Chancery Judge Dewayne Thomas issued an order and memorandum explaining findings of fact and conclusions of law in response to a request by three plaintiffs in a lawsuit challenging the appointment of temporary special judges in the Hinds County Circuit Court under HB 1020.
“As a lifelong resident of Hinds County and a faithful voter in local elections, this Chancellor is keenly aware of the Plaintiff’s expressed feelings regarding the appointment of special circuit judges and the creation of a CCID court,” he wrote in his memorandum. “However, disappointment and frustration with the legislative process does not create a judicial right to relief.”
HB 1020, which is set to go into effect July 1,creates a separate police force and court system within Jackson and directs white state officials to appoint judges instead of having them elected by residents of the majority-Black city. Residents have raised concerns and Jackson lawmakers have said they were not part of crafting the legislation.
Thomas ruled that the plaintiffs did not provide enough evidence that the appointment of temporary judges within HB 1020 and establishment of the Capitol Complex Improvement District court are unconstitutional “beyond a reasonable doubt,” according to his memorandum.
He also didn’t find that the plaintiffs proved that an injunction is needed to prevent irreparable harm, according to the memorandum, saying that the challenged provisions of HB 1020 are not unconstitutional in nature and, therefore, can’t create any constitutional rights violations.
Thomas also found that the plaintiffs didn’t give enough evidence that they would suffer harm without an injunction and that injunctive relief is consistent with public interest, according to the memorandum.
To approve a preliminary injunction, the plaintiffs must show evidence of all four factors.
The ruling came days after he heard arguments about the constitutionality of the bill.
In the order, Thomas said the lawsuit is now fully ripe for appellate review.
The plaintiffs are represented by the ACLU of Mississippi, the Mississippi Center for Justice, the MacArthur Justice Center and the Legal Defense and Educational Fund. In a Monday afternoon statement, the plaintiffs said they plan to appeal the dismissal of HB 1020 to the Mississippi Supreme Court.
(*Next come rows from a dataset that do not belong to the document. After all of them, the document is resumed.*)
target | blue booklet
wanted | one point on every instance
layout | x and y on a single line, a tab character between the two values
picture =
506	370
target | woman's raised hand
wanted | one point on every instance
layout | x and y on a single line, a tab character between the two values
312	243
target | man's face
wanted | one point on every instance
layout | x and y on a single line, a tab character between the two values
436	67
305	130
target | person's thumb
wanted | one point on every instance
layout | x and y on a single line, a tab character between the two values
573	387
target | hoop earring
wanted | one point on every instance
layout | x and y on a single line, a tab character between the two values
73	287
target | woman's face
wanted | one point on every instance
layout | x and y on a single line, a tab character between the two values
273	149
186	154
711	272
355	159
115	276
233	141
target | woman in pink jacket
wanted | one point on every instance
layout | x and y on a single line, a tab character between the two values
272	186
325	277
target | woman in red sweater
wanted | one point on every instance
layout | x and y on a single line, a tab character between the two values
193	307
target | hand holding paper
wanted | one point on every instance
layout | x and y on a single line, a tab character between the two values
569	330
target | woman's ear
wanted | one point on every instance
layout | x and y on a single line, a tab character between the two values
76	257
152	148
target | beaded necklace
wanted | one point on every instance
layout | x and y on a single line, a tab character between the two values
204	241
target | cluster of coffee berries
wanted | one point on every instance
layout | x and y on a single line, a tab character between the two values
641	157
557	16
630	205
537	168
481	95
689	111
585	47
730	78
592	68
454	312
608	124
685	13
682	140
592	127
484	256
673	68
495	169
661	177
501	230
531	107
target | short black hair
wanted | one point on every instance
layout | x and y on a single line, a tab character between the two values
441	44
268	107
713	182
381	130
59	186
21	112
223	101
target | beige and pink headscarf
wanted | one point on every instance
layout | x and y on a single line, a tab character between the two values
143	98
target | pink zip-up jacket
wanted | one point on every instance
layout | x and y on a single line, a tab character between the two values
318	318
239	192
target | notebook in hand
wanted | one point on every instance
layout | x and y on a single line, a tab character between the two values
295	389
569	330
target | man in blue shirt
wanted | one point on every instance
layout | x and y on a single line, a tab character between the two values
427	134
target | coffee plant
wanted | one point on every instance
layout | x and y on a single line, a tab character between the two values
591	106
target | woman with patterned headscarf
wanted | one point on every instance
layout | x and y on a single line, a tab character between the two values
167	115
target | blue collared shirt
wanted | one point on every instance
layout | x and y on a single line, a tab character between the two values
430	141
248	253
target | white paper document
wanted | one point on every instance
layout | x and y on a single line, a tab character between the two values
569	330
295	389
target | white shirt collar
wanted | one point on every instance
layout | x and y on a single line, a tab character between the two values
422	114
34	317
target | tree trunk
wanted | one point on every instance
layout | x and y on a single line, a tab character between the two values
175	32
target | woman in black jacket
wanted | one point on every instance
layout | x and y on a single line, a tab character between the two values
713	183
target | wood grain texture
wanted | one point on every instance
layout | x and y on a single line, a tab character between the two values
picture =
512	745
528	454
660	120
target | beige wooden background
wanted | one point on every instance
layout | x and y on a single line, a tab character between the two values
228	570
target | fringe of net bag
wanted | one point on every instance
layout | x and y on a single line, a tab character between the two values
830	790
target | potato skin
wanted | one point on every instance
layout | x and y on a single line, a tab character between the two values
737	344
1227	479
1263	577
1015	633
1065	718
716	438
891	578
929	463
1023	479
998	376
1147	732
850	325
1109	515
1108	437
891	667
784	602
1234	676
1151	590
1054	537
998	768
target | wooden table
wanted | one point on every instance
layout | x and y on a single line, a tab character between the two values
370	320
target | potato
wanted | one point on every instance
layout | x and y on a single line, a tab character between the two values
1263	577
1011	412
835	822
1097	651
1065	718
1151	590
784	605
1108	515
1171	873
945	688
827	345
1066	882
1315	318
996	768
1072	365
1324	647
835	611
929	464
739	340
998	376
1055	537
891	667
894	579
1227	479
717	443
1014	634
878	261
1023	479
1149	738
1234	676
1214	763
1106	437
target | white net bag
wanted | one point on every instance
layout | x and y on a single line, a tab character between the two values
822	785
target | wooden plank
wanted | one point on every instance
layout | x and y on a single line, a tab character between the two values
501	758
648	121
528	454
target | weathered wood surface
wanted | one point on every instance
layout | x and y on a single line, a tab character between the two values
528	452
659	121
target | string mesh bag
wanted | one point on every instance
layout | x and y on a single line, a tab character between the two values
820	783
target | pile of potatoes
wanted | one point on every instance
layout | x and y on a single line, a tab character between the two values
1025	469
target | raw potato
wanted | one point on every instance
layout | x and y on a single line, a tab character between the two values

HB 1020 has also been challenged in a lawsuit in federal court.
On Friday, Judge Henry Wingate issued a temporary restraining order in that lawsuit to prevent the Mississippi Supreme Court Justice from appointing judges under the law. A hearing is scheduled for May 22, and, similarly, the plaintiffs are asking the judge for a preliminary injunction.
That lawsuit argues that HB 1020 violates the U.S. Constitution for race discrimination by creating a “separate and unequal policing structure and criminal justice system by which no other residents of the state are subjected.”